С терминатором Семенова роднил не только феноменальный мозг. Кто-то думает, что Саша – тощий бледный тип с очками на десяток-другой диоптрий? Как бы не так! Невысокий – да, но коренастый, с широкими плечами и шеей, почти такой же толстой, как у меня. В полувоенных ботинках, камуфлированных штанах, футболке, с наколкой в виде усмехающегося черепа в пиратской треуголке на плече, меньше всего друг был похож на преподавателя высшего учебного заведения, кандидата наук, а в скором будущем – доктора тех же наук, кандидатом коих он являлся!

Вообще, в начальной школе я считал себя тупым. И то, надо сказать, не потому что я был таким, а в большей степени из-за классного руководителя в младших классах, которая каждому ребенку на дню по нескольку раз говорила – «ну ты и тупой!». А она там, сорокалетняя баба, способная два плюс два сложить в голове быстрее семилетки – разумеется, Нобелевский лауреат.

Тоже вопрос – кто ее, такую, детей-то учить пустил? В средних классах я уразумел, что не совсем дурак. В институте же я начал догадываться, что я далеко не дурак. А уже после, когда начал работать и основал свою компанию, понял, что я – едва ли не гений. Потому что, ежу понятно, окончить одиннадцать классов и ВУЗ – не каждому дано. Дано-то оно немногим. И – нет, я не скажу, что корочки о высшем образовании дают гарантию качества ума. Один из умнейших и богатейших людей, кого я знаю, после девятого класса свинтил на заработки на Севера. Пусть он не знаком с интегралами, но как рубить бабло – понимает прекрасно. Не скрою, я у него многому учился, но… но рядом с Семеновым мой мозг словно немеет. Тот опыт и те знания, что есть у меня, по сравнению с одноклассником кажутся такими ничтожными…
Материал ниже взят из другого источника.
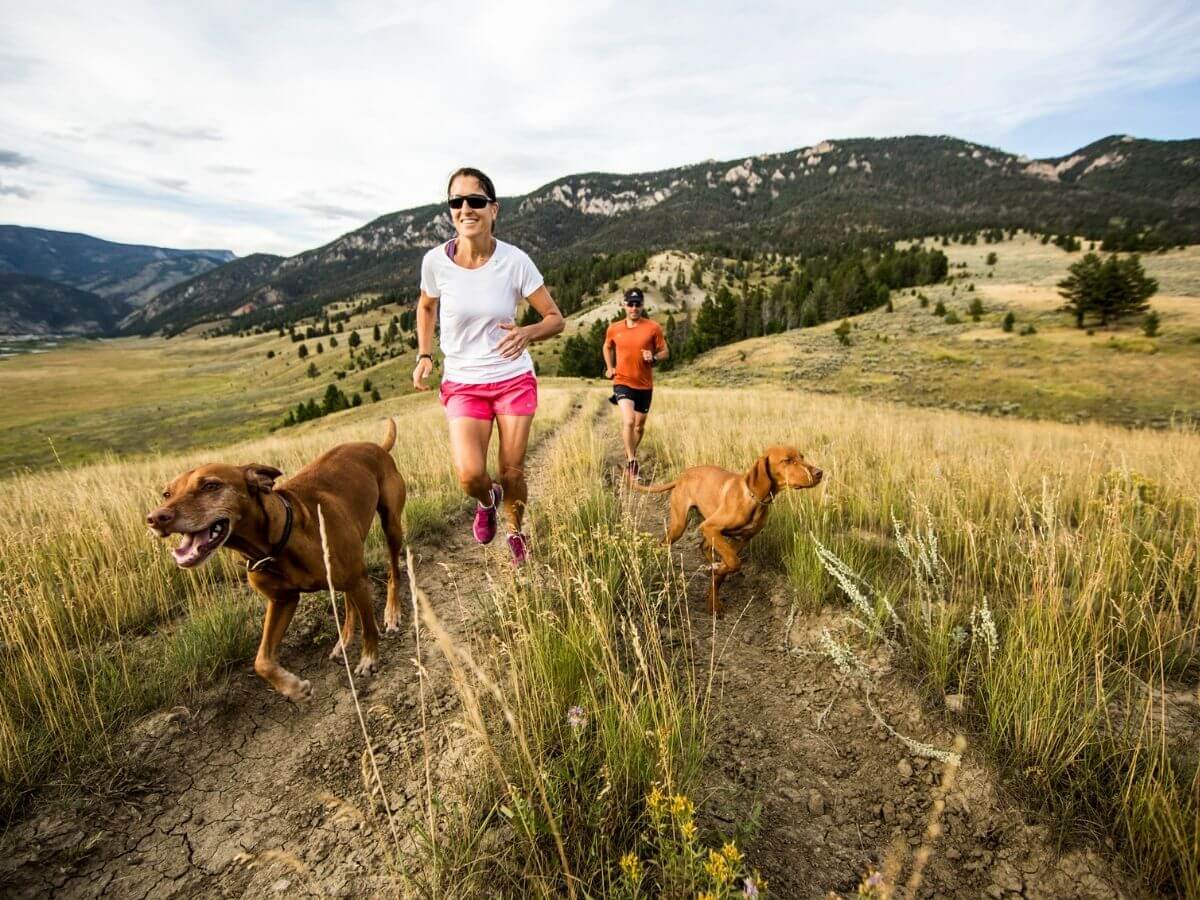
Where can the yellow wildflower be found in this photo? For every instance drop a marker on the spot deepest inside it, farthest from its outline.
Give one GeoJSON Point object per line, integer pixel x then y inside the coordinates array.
{"type": "Point", "coordinates": [655, 798]}
{"type": "Point", "coordinates": [633, 867]}
{"type": "Point", "coordinates": [682, 807]}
– Саня, я встрял, – выдохнул я. – Конкретно встрял. Ты понимаешь, что такое – встрял?

– Физика процесса мне неизвестна, – пожал плечами ученый. – Рассказывай.

– А что тут рассказывать?

Я бухнулся в кресло и кратко, вписавшись всего в пятнадцать минут, поведал историю сегодняшнего дня, начиная сложившимся, как карточный домик, цехом и заканчивая трупом у себя в прихожей.

– Мнда, Леха, – протянул одноклассник. – Мнда, ты в жопе.

– Ну да? А я тебе что сказал?

– И, я так понимаю, ко мне ты приехал отнюдь не за соболезнованиями?

– Вот за что я тебя, Саня, уважаю, так это за твою проницательность. Я приехал чтобы заныкаться. У тебя же остался дом в Хацапетовке?

– Где-где? – не понял Семенов.

– Ну избушка тебе от прабабки осталась. Или прапрабабки? А, может, прапрапра… короче, ты понял. Мы еще туда на шашлыки ездили… Ну, ё-мое… ночью еще по горам плутали – помнишь?

– Хацапетовка! – усмехнулся ученый. – Деревня Ключи Ашинского района Челябинской области.

– Ты еще широту и долготу назови, – съязвил я. – Мне до апельсина. Главное – там, не то что меня – деревню-то не найдут.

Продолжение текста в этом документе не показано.